The British No 2 fell foul of a rule brought in at the start of 2015 barring players from competing for two different countries.
Because he had already played three dead rubbers for his native Slovenia, Bedene is currently unable to play for Britain, where he has lived since 2008, in either Davis Cup or the Olympics.
The 26-year-old has struggled this season, winning just six of his 17 tour-level matches, and he cites the stress of his off-court battle as a major factor ahead of his clash with Gerald Melzer in the first round of the French Open.
Bedene has twice had to retire from matches in 2016, and he said: "It was just a mental thing.
"All the disappointment, I felt it not only in my wrist but everywhere. It wasn't easy. When you can't sleep, when you're worried about something as important as this, everything comes to the body, especially with me.
"Even in Miami, I had to retire. I don't like to retire, but it was difficult. I'm okay now. I've done a lot of work on the court, which I think is important.
"Confidence is the issue now and it has a lot to do with this thing. I think I will be confident in a few weeks because I am playing well."
The Miami Open was the first tournament Bedene played after learning his latest appeal had been unsuccessful.
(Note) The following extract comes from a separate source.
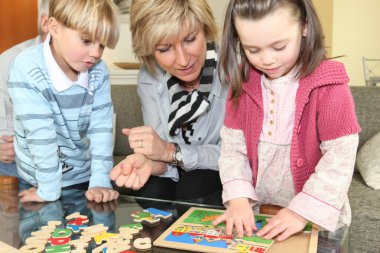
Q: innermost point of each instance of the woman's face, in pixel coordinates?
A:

He had to get up in the middle of the night to state his case over Skype to the International Tennis Federation board, hours before he was due to play in the final of a tournament in the United States. He lost 6-1 6-1.
The Lawn Tennis Association has supported Bedene throughout the process and lawyer Stephen Farrow is currently investigating whether any other avenue offers a realistic prospect of success.
Bedene's case centres on the fact he was already applying for his British passport when the rule change was announced and was unable to speed the process up. Appealing to the Court of Arbitration for Sport would be an option, but it is an expensive one.
Bedene said: "I'm still hoping it will go through. I'm quite nervous about whether this is the end or not.
"I got a text last week from Stephen Farrow. He said it's quite difficult, but he'll get me the news either this week or next week. He is still hopeful something can be done.
"He has been really helpful. Without him, it would be tough. The LTA and himself are doing a great job. If someone can do something about it, I think it's him."